This is a submission for the Nylas Challenge: AI Expedition.
What I Built and Why
For this challenge, I built SmartInbox, an AI-powered email assistant designed to integrate AI with the Nylas API, demonstrating how these technologies can work together. The core idea was to show how AI can be trained with a user's email data to provide accurate, context-aware summaries and smart replies using Retrieval-Augmented Generation (RAG).
Hosted Auth by Nylas
To securely connect users' emails and obtain the necessary permissions, I used the hosted authentication provided by Nylas. This allows users to safely link their email accounts to SmartInbox.
AI Training with Custom Data
SmartInbox allows users to train their AI model by uploading any email dataset of their choice. This training enhances the AI's ability to generate more relevant and accurate responses based on the user's unique email data.
Specialized Summaries and Smart Replies
Once the AI is trained, users can view their emails and receive specialized summaries and smart replies tailored to the context of each email. This feature highlights the potential of combining AI with the Nylas API to streamline email management.
Please note that since this is a demo project, the functionality to send emails has not been included.
Demo
Check out this short video where I show the main features of SmartInbox and how it helps with email management. Training the AI Model with a large dataset might take a while when watching the demo.
You can also view the project live here to explore its features firsthand.
Code
You can find the source code on GitHub. This project is open source and available under the MIT license.
SmartInbox is an AI-powered email assistant that helps you efficiently manage your emails. It provides intelligent email summaries and smart reply suggestions, allowing you to handle your inbox with ease.
Features
AI-Powered Summaries: Automatically generates concise summaries of opened emails, so you can quickly grasp the main points without reading through the entire message.
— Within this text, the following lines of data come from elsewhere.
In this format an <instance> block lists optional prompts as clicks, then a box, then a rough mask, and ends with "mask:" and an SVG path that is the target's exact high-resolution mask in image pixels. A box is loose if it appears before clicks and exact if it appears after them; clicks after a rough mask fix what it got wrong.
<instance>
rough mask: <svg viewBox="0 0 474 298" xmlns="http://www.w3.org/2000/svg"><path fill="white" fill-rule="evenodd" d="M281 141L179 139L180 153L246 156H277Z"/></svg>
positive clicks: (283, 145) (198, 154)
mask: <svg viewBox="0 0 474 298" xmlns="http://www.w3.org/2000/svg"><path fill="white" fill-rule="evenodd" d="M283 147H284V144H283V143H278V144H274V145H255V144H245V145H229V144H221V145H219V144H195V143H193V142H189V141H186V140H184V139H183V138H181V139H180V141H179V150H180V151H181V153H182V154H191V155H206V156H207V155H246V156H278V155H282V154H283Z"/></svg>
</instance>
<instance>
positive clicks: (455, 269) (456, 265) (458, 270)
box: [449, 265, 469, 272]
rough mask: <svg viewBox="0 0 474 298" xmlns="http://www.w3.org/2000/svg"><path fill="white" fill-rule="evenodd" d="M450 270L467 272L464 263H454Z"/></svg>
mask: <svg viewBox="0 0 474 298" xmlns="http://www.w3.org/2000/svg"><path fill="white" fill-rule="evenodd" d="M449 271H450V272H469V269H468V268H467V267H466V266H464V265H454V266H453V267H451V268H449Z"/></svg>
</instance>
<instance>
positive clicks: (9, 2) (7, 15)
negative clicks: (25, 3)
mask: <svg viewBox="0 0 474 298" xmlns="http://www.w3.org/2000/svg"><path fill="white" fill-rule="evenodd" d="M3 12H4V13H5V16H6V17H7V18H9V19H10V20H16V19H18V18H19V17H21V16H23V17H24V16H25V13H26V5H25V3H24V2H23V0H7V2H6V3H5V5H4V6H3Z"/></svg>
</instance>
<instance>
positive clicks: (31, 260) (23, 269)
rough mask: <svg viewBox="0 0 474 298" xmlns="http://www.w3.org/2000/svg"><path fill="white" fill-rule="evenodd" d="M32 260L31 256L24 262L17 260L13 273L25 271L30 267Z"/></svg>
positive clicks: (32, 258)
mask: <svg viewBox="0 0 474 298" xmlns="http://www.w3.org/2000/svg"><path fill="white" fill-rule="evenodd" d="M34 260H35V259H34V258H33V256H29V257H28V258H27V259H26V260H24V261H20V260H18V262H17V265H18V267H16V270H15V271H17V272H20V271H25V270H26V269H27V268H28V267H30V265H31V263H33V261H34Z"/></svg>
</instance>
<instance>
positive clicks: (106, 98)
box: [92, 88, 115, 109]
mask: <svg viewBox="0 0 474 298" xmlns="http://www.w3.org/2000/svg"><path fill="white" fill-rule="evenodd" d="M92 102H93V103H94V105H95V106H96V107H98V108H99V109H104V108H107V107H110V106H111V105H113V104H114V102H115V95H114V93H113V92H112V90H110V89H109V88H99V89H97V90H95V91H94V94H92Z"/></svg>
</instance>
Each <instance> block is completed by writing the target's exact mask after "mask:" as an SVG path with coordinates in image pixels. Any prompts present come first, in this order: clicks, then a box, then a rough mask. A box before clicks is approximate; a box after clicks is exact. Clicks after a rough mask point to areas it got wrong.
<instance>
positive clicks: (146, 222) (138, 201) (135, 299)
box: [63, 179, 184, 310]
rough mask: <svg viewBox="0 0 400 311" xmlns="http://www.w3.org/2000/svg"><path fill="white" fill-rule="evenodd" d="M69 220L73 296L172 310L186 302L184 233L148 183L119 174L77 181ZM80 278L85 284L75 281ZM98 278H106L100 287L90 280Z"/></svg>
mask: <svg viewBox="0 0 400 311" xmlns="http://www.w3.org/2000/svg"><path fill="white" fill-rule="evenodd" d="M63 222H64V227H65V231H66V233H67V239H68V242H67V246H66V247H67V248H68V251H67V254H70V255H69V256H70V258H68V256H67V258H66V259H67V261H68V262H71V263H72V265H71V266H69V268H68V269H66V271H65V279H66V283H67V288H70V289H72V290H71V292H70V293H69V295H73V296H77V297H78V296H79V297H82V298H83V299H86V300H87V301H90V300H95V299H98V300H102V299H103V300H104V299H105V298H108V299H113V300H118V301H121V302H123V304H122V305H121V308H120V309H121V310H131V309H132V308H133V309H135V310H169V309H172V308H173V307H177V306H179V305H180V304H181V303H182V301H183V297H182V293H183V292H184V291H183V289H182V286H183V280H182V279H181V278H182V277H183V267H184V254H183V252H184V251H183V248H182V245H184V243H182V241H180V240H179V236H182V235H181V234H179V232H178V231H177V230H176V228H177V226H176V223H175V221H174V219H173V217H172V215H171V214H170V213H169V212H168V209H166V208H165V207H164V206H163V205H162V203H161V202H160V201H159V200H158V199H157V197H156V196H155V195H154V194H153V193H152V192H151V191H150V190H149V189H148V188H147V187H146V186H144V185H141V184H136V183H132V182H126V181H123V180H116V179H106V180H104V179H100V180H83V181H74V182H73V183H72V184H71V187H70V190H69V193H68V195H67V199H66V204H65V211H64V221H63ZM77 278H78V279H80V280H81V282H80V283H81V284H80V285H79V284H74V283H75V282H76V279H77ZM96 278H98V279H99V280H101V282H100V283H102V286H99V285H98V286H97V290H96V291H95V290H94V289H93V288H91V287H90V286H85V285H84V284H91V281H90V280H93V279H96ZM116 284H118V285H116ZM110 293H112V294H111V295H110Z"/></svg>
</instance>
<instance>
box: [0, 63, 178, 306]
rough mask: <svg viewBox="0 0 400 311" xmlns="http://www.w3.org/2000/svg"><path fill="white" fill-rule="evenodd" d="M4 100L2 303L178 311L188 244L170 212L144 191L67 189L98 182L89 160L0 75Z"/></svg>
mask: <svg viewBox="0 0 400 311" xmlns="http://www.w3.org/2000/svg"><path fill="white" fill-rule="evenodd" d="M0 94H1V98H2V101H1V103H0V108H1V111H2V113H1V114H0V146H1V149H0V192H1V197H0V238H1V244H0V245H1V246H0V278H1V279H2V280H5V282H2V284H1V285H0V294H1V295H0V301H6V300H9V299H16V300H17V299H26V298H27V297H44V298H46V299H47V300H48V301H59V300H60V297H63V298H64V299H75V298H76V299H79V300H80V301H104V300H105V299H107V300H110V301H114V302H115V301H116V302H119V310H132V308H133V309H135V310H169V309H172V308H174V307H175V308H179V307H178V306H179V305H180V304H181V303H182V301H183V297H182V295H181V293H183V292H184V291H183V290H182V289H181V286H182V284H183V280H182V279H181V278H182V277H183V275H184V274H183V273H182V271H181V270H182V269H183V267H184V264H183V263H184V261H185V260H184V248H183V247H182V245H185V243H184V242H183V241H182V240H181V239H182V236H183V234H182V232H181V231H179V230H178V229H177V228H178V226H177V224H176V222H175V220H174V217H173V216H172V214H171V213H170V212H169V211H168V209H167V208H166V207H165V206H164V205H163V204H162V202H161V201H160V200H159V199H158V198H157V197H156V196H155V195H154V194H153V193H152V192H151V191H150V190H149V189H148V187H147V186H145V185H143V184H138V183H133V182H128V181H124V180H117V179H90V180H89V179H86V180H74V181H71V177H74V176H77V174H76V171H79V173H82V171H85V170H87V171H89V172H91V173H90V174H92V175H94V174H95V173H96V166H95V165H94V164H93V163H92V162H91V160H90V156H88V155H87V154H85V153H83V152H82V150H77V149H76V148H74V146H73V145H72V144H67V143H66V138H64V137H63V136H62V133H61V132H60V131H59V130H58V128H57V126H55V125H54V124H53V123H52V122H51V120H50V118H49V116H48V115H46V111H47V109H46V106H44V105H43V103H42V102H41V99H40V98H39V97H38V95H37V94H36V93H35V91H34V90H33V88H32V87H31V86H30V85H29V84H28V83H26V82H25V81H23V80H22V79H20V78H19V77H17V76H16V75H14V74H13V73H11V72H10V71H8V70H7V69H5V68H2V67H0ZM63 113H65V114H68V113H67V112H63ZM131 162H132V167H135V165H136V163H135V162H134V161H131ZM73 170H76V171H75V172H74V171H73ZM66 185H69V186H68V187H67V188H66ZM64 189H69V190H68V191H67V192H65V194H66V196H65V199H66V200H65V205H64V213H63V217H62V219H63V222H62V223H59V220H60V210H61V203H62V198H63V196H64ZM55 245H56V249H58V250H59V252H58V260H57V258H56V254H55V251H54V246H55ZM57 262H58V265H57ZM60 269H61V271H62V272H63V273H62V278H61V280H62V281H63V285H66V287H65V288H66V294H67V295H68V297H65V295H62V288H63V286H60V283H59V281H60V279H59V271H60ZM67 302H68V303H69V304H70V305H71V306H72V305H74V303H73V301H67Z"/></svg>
Smart Reply Suggestions: Offers context-aware reply suggestions using Retrieval-Augmented Generation (RAG) based on your email data. This saves time by allowing you to respond to emails with just a click.
Training with Personal Email Data: The AI assistant is trained using your own email data, ensuring that the summaries and suggestions are tailored to your specific communication style and preferences.
Creating SmartInbox was a great learning experience. I began by setting up a full-stack app using the NEON OSS Next.js Starter, which gave me a strong base. Then, I built an easy-to-use email dashboard with shadcn/ui and connected Nylas for secure email authentication.
Nylas was key in securely connecting to users' email accounts. It allowed me to fetch email data, which I then processed with an AI model.
To make the AI work better, I trained it using public email datasets so it could give more accurate summaries and replies. I also used Claude AI to make the tool even smarter.
During this project, I learned how AI can simplify handling emails and how to combine different APIs and machine learning tools. I'm proud of how it all came together to create a tool that helps people save time. This project has inspired me to keep exploring how AI can improve everyday tasks.